Involvement of G-protein βγ subunits on the influence of inhibitory α2-autoreceptors on the angiotensin AT1-receptor modulation of noradrenaline release in the rat vas deferens

The influence of α2-autoreceptors on the facilitation of [3H]-noradrenaline release mediated by angiotensin II was studied in prostatic portions of rat vas deferens preincubated with [3H]-noradrenaline.

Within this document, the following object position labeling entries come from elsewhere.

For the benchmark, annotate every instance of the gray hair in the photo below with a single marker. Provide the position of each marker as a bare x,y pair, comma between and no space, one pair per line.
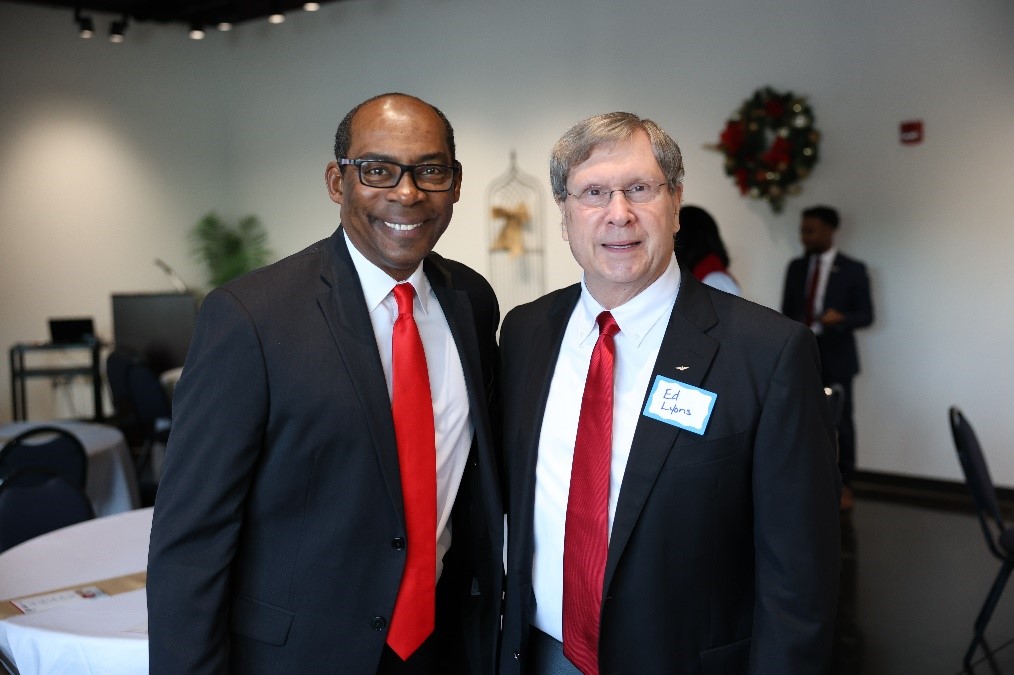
583,138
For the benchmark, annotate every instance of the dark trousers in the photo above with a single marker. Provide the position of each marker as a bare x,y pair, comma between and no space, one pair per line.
846,430
546,656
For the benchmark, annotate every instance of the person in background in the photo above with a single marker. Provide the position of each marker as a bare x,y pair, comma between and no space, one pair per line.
304,523
700,249
668,451
829,292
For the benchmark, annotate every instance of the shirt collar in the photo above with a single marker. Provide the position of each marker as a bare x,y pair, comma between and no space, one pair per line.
827,256
638,315
377,284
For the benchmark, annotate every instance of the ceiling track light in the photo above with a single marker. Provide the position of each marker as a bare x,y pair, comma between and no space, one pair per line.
118,30
85,26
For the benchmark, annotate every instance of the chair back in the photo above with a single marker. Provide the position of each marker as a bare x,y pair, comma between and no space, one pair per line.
118,365
151,403
976,475
51,448
33,502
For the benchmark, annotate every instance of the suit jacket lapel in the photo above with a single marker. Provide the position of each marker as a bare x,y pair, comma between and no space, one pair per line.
344,307
686,347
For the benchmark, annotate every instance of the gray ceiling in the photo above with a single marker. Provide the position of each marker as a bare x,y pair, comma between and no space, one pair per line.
204,12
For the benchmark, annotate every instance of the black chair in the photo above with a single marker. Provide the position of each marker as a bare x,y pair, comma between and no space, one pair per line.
143,413
118,365
999,535
33,502
51,448
151,405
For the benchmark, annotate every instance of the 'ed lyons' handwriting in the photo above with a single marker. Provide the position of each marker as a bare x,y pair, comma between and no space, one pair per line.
669,397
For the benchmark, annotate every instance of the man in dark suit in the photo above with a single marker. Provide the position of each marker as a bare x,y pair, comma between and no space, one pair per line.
280,538
830,293
720,488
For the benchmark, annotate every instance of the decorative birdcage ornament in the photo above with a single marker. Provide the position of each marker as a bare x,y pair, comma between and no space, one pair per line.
515,229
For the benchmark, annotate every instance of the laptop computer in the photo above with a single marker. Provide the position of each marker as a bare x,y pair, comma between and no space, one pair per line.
72,330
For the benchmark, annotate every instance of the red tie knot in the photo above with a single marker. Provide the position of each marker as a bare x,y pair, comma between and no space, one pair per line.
606,324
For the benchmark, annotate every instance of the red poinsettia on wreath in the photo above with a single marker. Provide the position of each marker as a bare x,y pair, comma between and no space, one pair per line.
770,145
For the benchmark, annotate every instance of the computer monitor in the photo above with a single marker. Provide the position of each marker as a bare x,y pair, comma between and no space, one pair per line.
158,326
72,330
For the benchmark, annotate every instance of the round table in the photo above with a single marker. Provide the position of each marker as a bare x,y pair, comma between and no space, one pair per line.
111,481
105,634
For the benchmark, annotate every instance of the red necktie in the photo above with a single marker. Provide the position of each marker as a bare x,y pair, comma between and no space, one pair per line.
811,291
415,610
587,530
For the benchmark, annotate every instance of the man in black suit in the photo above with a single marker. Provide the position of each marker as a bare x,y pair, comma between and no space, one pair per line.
830,293
711,507
280,538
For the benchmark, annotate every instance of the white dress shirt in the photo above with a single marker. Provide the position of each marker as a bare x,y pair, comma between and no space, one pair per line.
450,398
826,260
642,322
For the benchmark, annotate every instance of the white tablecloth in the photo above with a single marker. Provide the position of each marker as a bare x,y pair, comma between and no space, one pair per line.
111,482
105,634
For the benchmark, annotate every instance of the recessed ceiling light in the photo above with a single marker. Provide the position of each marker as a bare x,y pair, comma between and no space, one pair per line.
118,29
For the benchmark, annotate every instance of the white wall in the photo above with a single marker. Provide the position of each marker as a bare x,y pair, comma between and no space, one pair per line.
110,153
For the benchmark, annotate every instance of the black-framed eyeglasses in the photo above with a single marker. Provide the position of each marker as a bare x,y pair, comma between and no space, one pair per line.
427,177
596,197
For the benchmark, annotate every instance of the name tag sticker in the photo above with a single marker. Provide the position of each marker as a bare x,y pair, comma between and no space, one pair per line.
679,404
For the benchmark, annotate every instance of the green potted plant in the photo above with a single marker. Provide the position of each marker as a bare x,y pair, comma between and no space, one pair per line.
226,250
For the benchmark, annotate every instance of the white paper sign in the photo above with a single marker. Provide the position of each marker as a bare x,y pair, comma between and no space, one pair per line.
39,603
679,404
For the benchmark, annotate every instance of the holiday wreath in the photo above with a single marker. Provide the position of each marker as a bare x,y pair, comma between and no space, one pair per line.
770,145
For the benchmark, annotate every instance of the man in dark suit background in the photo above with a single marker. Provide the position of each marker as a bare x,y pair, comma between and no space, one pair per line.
279,538
830,293
716,532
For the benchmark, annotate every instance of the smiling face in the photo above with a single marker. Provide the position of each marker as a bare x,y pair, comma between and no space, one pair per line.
394,227
623,247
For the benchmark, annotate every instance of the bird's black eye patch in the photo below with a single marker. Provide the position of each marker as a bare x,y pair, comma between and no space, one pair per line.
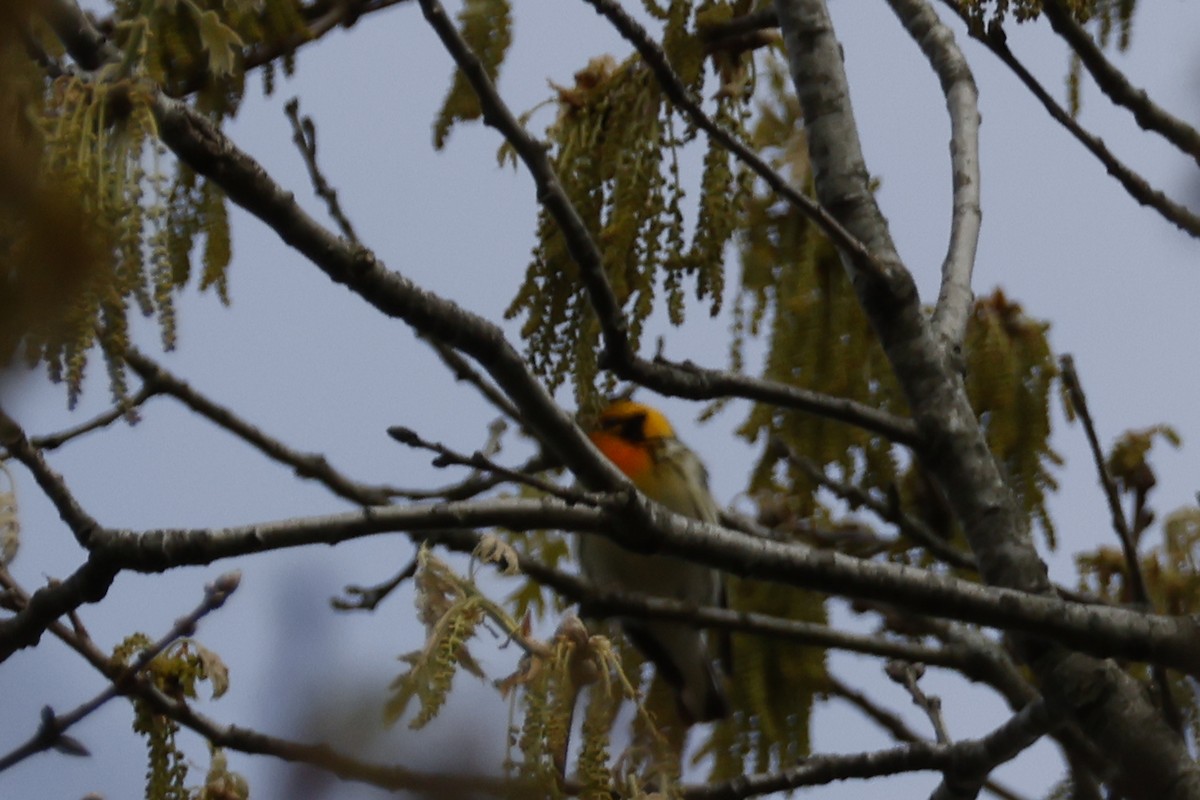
630,428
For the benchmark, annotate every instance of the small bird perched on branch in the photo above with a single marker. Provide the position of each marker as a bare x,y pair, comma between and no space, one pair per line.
642,444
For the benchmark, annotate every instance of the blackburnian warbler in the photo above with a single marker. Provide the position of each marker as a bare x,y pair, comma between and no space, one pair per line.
641,443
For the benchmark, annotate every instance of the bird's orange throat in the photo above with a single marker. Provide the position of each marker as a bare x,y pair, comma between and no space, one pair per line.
634,459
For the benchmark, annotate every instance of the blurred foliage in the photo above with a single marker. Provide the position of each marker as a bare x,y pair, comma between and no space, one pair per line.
1170,570
795,293
1011,374
96,220
177,672
1110,19
616,148
556,679
486,26
774,685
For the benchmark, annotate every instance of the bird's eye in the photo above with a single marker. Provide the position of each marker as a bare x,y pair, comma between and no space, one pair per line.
633,428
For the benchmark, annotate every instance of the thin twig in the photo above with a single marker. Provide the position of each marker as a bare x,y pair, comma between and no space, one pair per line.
465,372
319,756
967,757
1137,186
909,674
307,465
121,409
1116,85
1128,539
304,134
857,497
369,597
18,446
1128,546
899,729
478,461
657,60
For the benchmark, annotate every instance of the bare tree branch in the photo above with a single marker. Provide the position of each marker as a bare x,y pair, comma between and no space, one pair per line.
1116,86
52,731
121,409
682,380
1128,546
965,757
307,465
955,299
1137,186
13,439
304,134
1108,704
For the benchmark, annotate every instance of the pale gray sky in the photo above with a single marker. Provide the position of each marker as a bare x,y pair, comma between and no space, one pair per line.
313,366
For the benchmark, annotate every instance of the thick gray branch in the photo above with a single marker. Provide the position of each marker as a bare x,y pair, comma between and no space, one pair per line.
1150,759
936,41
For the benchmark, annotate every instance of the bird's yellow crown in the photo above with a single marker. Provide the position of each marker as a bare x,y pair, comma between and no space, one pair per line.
634,421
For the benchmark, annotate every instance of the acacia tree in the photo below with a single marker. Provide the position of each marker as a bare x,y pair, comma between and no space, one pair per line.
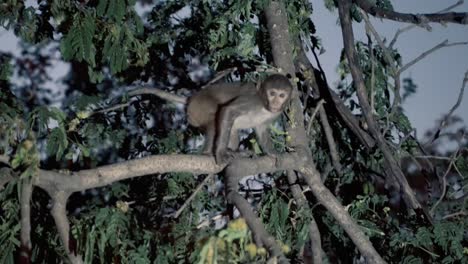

Angiotensin II enhanced tritium overflow evoked by trains of 100 pulses at 8 Hz, an effect that was attenuated by the AT1-receptor antagonist losartan (0.3–1 μM), at concentrations suggesting the involvement of the AT1B subtype. The effect of angiotensin II was also attenuated by inhibition of phospholipase C (PLC) and protein kinase C (PKC) indicating that prejunctional AT1-receptors are coupled to the PLC–PKC pathway.Angiotensin II (0.3–100 nM) enhanced tritium overflow more markedly, up to 64%, under conditions that favor α2-autoinhibition, observed when stimulation consisted of 100 pulses at 8 Hz, than under poor α2-autoinhibition conditions, only up to 14%, observed when α2-adrenoceptors were blocked with yohimbine (1 μM) or when stimulation consisted of 20 pulses at 50 Hz. Activation of PKC with 12-myristate 13-acetate (PMA, 0.1–3 μM) also enhanced tritium overflow more markedly under strong α2-autoinhibition conditions. Inhibition of Gi/o-proteins with pertussis toxin (8 μg/ml) or blockade of Gβγ subunits with the anti-βγ peptide MPS-Phos (30 μM) attenuated the effects of angiotensin II and PMA.The results indicate that activation of AT1-receptors coupled to the PLC–PKC pathway enhances noradrenaline release, an effect that is markedly favoured by an ongoing activation of α2-autoreceptors. Interaction between α2-adrenoceptors and AT1-receptors seems to involve the βγ subunits released from the Gi/o-proteins coupled to α2-adrenoceptors and protein kinase C activated by AT1-receptors.